Apache Tika Integration (Planned)
Graviton does not currently ship a Tika module in this repository. This page is a design note for a future integration that enriches ingest with MIME detection, structured metadata, and (optionally) extracted text for indexing.
What it provides
- Detector + parser orchestration: Wraps Tika's detector and parser registries so uploads can be typed before they hit a backend.
- Metadata →
BinaryAttributesbridge: Maps Tika'sMetadatabag into strongly typedBinaryAttributes, separating advertised vs. confirmed keys. - Text extraction stream: Emits UTF-8 text content into a side channel so search indexes can trail ingestion.
- Policy-aware fallback: Short-circuits to "binary only" mode whenever parsing exceeds configured size or time limits; the ingest flow keeps moving.
| Component | Description |
|---|---|
TikaConfig | Pool sizing, parser timeout, excluded media types, and max extracted bytes. |
TikaLayers.live | Bundles detector, parser pool, metrics, and logging wiring into a single ZLayer. |
TikaAttributeMapper | Normalizes metadata keys (content language, author, producer, etc.) into BinaryAttributeKeys. |
TikaTextChannel | Optional sink that receives extracted text chunks for indexing or auditing. |
Supported formats (out of the box)
| Category | Examples |
|---|---|
| Office | DOC/DOCX, PPT/PPTX, XLS/XLSX, ODF |
| PDF & PS | PDF 1.x/2.0, PostScript, XPS |
| Media | JPEG/PNG/GIF, TIFF with embedded metadata, MP3/MP4 container tags |
| Archives | ZIP/JAR, 7z, TAR.GZ (metadata only) |
| Text & markup | HTML/XHTML, Markdown, JSON, XML |
Tika automatically negotiates the correct parser when it can read the full media type. Use the configuration knobs below to restrict or extend this list.
Configuration
Declare the module-specific settings in your application config (HOCON shown):
graviton.tika {
parser-pool-size = 4
max-bytes-per-doc = 8MiB
max-bytes-per-field = 512KiB
timeout = 15s
allow-media-types = ["application/pdf", "application/vnd.openxmlformats-officedocument.spreadsheetml.sheet"]
deny-media-types = ["application/octet-stream"]
emit-text-channel = true
}Key considerations:
- Pool sizing: Keep the parser pool small but non-zero; every worker holds native resources.
- Safety rails:
max-bytes-per-docprevents pathological files from exhausting heap space. Timeouts protect the upload path from deep recursion bugs in third-party parsers. - Allow/deny filters: Reduce CPU burn by short-circuiting file types that already carry structured metadata (e.g.,
.parquet) or that do not benefit from text extraction.
Wiring example
Until the module exists, think of it as an optional “enricher” that runs during ingest:
// pseudo-code (API will change once the module lands)

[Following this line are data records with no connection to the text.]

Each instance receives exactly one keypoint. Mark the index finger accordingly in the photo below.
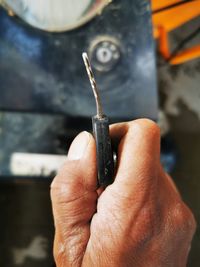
(138, 153)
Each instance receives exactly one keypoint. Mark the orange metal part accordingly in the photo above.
(158, 4)
(187, 54)
(168, 20)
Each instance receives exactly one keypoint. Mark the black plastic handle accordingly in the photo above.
(105, 162)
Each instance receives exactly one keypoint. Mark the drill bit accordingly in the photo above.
(93, 84)
(100, 124)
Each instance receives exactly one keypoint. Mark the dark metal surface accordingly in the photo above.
(43, 72)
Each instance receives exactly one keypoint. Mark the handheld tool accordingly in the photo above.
(100, 123)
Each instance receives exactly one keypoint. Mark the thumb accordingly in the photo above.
(74, 196)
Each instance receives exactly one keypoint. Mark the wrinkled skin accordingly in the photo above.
(140, 220)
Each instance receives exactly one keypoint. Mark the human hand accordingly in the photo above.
(140, 220)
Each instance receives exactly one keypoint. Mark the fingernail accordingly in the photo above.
(78, 146)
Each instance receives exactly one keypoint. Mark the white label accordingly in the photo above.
(35, 164)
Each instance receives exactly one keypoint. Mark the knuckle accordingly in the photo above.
(183, 218)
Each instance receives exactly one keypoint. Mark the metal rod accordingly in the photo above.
(93, 84)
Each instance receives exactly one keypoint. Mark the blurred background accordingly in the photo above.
(146, 60)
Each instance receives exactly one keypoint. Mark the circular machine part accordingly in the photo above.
(105, 53)
(55, 16)
(44, 72)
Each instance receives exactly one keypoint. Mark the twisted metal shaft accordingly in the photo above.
(93, 84)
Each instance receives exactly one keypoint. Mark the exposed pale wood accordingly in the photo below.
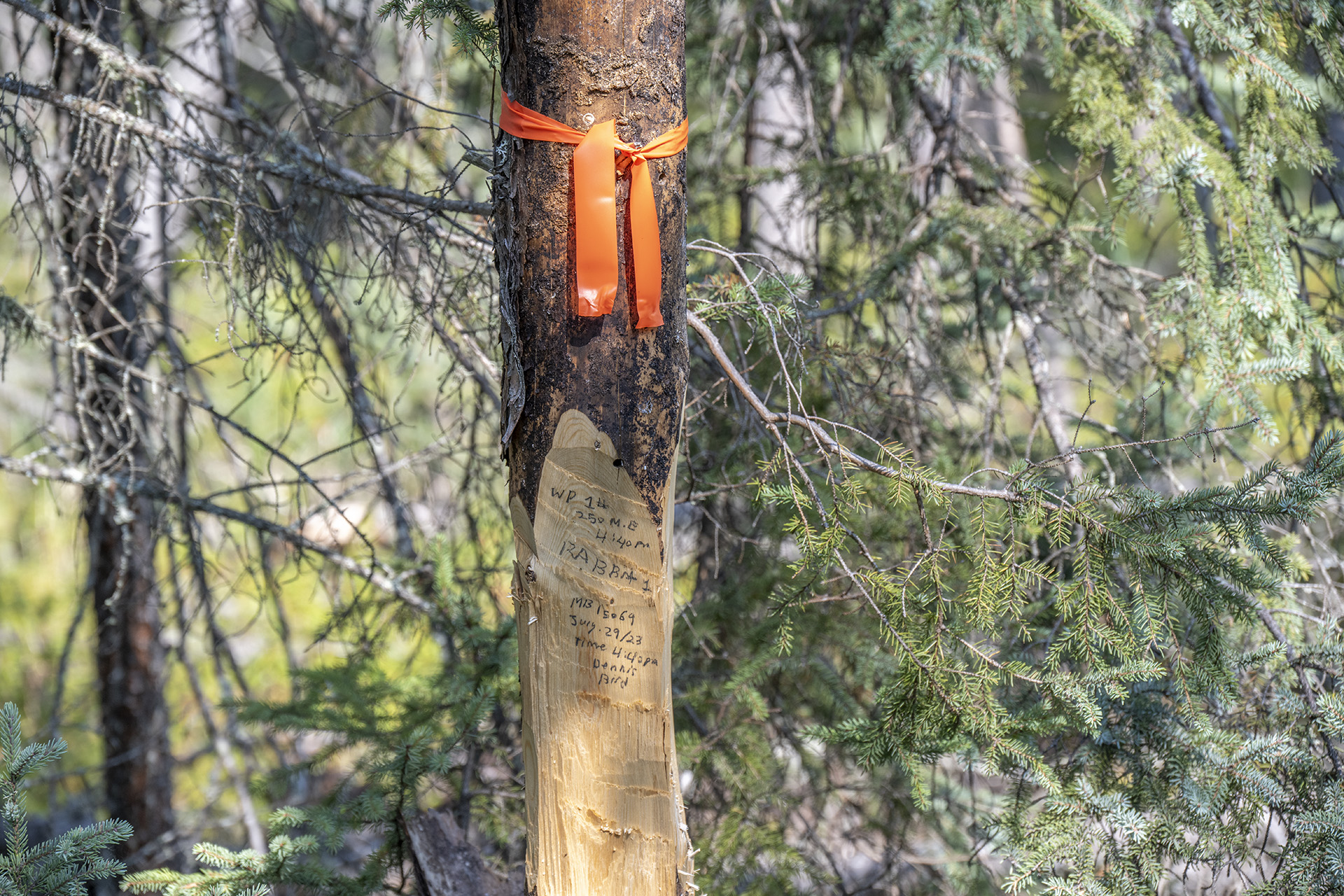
(594, 610)
(580, 397)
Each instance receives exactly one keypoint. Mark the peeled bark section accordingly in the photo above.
(590, 429)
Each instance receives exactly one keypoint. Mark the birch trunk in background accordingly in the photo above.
(590, 429)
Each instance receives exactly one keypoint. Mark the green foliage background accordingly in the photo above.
(953, 668)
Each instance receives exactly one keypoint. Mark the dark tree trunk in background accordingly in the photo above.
(105, 302)
(592, 425)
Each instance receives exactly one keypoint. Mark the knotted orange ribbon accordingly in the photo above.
(596, 166)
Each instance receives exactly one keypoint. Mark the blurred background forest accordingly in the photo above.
(1004, 558)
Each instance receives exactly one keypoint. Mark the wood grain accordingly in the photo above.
(594, 609)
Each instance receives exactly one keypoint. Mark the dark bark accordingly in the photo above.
(566, 59)
(105, 302)
(604, 806)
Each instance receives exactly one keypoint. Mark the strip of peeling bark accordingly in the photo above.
(592, 424)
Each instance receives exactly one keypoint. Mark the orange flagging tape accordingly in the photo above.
(594, 207)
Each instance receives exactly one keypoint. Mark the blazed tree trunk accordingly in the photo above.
(105, 304)
(592, 421)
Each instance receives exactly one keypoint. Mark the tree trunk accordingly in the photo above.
(592, 424)
(105, 301)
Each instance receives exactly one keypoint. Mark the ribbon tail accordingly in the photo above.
(645, 248)
(594, 220)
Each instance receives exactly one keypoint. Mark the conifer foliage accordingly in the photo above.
(1009, 484)
(59, 867)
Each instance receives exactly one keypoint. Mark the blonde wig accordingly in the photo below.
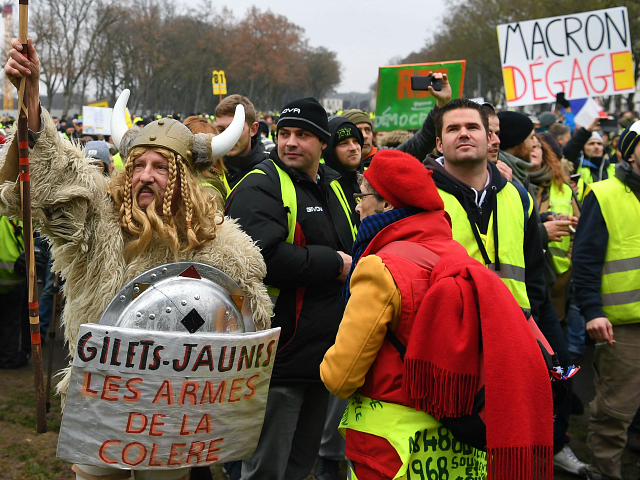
(191, 228)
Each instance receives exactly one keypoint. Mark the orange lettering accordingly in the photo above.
(142, 453)
(109, 387)
(136, 393)
(195, 453)
(143, 423)
(189, 389)
(152, 458)
(175, 454)
(251, 387)
(155, 423)
(234, 389)
(102, 453)
(168, 394)
(213, 449)
(86, 383)
(204, 425)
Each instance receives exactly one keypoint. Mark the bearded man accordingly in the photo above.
(103, 233)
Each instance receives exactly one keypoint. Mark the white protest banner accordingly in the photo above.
(148, 400)
(96, 120)
(584, 55)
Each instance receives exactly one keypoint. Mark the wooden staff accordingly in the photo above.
(52, 336)
(25, 190)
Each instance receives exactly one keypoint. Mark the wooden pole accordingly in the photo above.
(25, 189)
(52, 336)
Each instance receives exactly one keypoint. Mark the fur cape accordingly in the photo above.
(71, 207)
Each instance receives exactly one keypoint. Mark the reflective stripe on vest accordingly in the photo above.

trait BinaryAttributeEnricher {
def enrich(input: zio.stream.ZStream[Any, Throwable, Byte]): zio.IO[Throwable, graviton.core.attributes.BinaryAttributes]
}
// runtime ingest would:
// 1) sniff/parse bytes (bounded)
// 2) convert metadata -> BinaryAttributes (advertised vs confirmed)
// 3) write attributes alongside the manifestThis example assumes the ingest service consumes a BinaryAttributeEnricher to append metadata before persisting manifests. The Tika layer can either become that enricher or feed a FiberRef that the ingest fiber reads while building the manifest.
Metrics and logging
MetricKeys.TikaParsedincrements for every successfully parsed object.MetricKeys.TikaRejectedtracks files that exceeded limits or matched the deny list.MetricKeys.TikaLatency(histogram) captures parser time so you can tune pool sizes.- Each parse includes structured logs with media type, detector confidence, and byte counts. You can correlate them with
correlationIdpropagated through the ingest fiber.
Operational checklist
- Keep parsers on the classpath but trim unused ones to reduce CVE surface area.
- Bound parsing (bytes + time) so ingest remains streaming and resilient.
- Add integration tests that feed representative files through ingest with the Tika layer enabled; assert metadata was persisted inside
BinaryAttributes.
Roadmap
- Binary diffing for extracted text to avoid re-indexing unchanged documents.
- Configurable extraction profiles (metadata-only vs. metadata + text).
- Structured error taxonomy surfaced via
BinaryAttributeErrorso clients know why enrichment failed. - Optional streaming hand-off to search systems (OpenSearch, Meilisearch) via
TikaTextChannel.